Prados: de nuestros padres. Muchos de nosotros aprendimos trabajando desde pequeños en el campo. Son conocimientos que se transmiten de generación en generación. Lo curioso es que hoy casi nadie guarda semillas. Muchos agricultores prefieren comprar plantones o semillas comerciales, pero conservar semillas propias permite mantener variedades únicas.
¿Qué diferencia hay entre las semillas tradicionales y las híbridas?
Prados: las semillas tradicionales se pueden guardar y volver a sembrar cada año, manteniendo las mismas características. En cambio, muchas semillas híbridas no permiten eso. Si guardas semillas de una planta híbrida, al año siguiente las plantas pueden salir muy diferentes o no producir bien. Eso obliga a comprar semillas nuevas cada temporada y reduce la autonomía del agricultor.
¿Creéis que las variedades tradicionales tienen ventajas?

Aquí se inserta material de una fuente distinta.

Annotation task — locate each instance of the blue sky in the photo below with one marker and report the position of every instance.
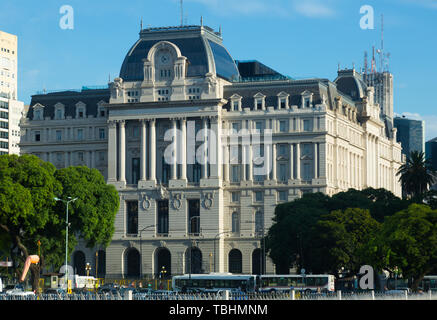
(300, 38)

Prados: sí, sobre todo en el sabor y en la diversidad. Muchas variedades antiguas tienen texturas o sabores que ya no se encuentran en los productos comerciales. Por ejemplo, las coles de Almería son más tiernas y suaves que las actuales, que suelen ser más duras. Recuperar estas variedades también es una forma de recuperar parte de la historia agrícola.
¿Qué problemas está generando la competencia de productos agrícolas de otros países?
Juani: el problema no es que lleguen productos de fuera. De hecho, puede ser positivo que el consumidor tenga acceso a alimentos todo el año. Lo que pedimos es que haya cierto equilibrio, que se respeten los tiempos de producción y que, cuando aquí haya cosecha, se dé prioridad al producto local.
¿Creéis que los jóvenes se están alejando de la agricultura?
Juani: sí, y es uno de los problemas más graves que tenemos. Muchos jóvenes no quieren saber nada del campo ni de los problemas que tiene la agricultura. No se interesan por cómo se produce la comida ni por el esfuerzo que hay detrás. Eso afecta al relevo generacional. Si no hay jóvenes que continúen con el trabajo, todo el conocimiento acumulado durante años puede perderse.
¿Qué papel tiene el consumo local en la supervivencia de los pueblos rurales?
Juani: es fundamental. Cuando compras productos cercanos estás apoyando a tu vecino, a tu comunidad. Ese dinero vuelve al pueblo y genera un círculo de riqueza. Si, por el contrario, todo se compra fuera, esa riqueza se va a otros lugares y los pueblos se quedan vacíos. Eso es parte de lo que está pasando en muchas zonas rurales: falta de consumo local y pérdida de actividad económica.
Con todos estos cambios, ¿creéis que la agricultura local puede desaparecer?
Juani: esperamos que no. El campo siempre ha pasado por momentos difíciles: enfermedades, plagas, crisis económicas. Pero también ha demostrado una gran capacidad de adaptación. Mientras haya agricultores dispuestos a trabajar la tierra y a transmitir sus conocimientos, la agricultura seguirá adelante. Lo importante es no perder ese saber que se ha construido durante generaciones.